Viviana Nyachan James Chwai was born in 1965 in Lul, Fashoda County, Upper Nile State, in present-day South Sudan. She belonged to the Shilluk community. She completed her elementary and intermediate education in Lul before attending Kodok Girls Secondary School in Fashoda County. After secondary school, she was admitted to a teacher training institute in Malakal, where she began developing her singing career.

Nyachan was fluent in Shilluk, Arabic, and English, and also had limited knowledge of Dinka and Nuer.

== Career ==
Nyachan began singing in the 1980s during a period of political instability and civil conflict affecting southern Sudan. Her music gained popularity among South Sudanese audiences for its themes of unity, resilience, peace, and cultural pride. Although many of her songs were performed in Shilluk, she developed a following that extended beyond Shilluk-speaking communities.

She became associated with the Sudanese Artists Union, where she was often selected to represent southern Sudan in performances and cultural events. During her career, she performed in several countries, including Switzerland, Kenya, Syria, and Australia, in addition to appearances across Sudan.

Nyachan's most active and commercially successful years were spent in Khartoum, where she reached a wider audience. Her musical career lasted approximately two decades.

She has been described as one of the pioneering figures of South Sudanese modern music, alongside other early artists such as Nyankol Mathiang.

== Musical style and themes ==

Nyachan's music combined traditional and folk influences with modern popular styles. Her songs addressed themes including peace and reconciliation, love and family life, patriotism, Shilluk cultural identity, social unity, and women’s empowerment.
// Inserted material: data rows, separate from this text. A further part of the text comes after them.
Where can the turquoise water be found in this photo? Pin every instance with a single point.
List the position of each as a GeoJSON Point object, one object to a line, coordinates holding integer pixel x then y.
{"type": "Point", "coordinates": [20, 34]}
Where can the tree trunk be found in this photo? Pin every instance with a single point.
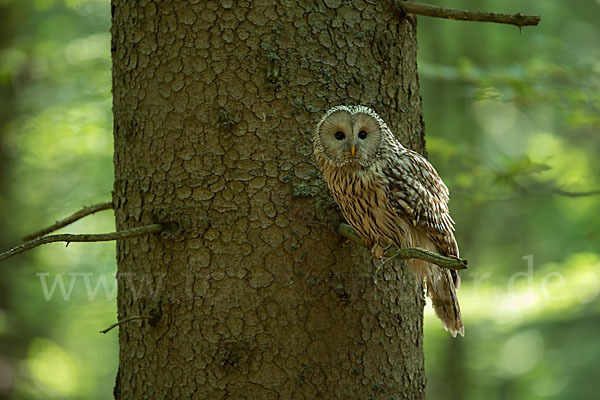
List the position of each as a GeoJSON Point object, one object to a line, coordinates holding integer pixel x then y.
{"type": "Point", "coordinates": [253, 294]}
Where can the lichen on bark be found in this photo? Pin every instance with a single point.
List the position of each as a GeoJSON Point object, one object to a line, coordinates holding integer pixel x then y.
{"type": "Point", "coordinates": [214, 105]}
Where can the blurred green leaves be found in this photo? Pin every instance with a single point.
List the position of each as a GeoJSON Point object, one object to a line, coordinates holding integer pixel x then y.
{"type": "Point", "coordinates": [512, 127]}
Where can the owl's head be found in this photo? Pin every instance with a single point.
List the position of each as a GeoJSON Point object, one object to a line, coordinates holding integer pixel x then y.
{"type": "Point", "coordinates": [350, 134]}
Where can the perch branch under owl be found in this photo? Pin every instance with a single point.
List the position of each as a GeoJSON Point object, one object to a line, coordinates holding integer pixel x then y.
{"type": "Point", "coordinates": [518, 20]}
{"type": "Point", "coordinates": [406, 253]}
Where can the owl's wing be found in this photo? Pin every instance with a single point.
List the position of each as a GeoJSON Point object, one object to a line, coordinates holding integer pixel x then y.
{"type": "Point", "coordinates": [415, 190]}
She was especially known for songs that resonated during times of war and displacement.

== Selected songs ==
Among her best known songs were:

- Piny Dhali Tyenyo
- Lidho Yan
- Nyikang Ya Bi Lawi
- Alal Nya Bwojo
- Raj Piny
- Hakuma ta mara
- Pachoda Pa Mer

Her later recordings included the album Wadakona.

== Personal life ==
Nyachan had four children.

== Death and legacy ==
Nyachan died on 14 April 2026 at Gurei Hospital in Juba, South Sudan, after an illness. She was 61 years old. Her death was widely mourned by South Sudanese officials, musicians, and members of the public.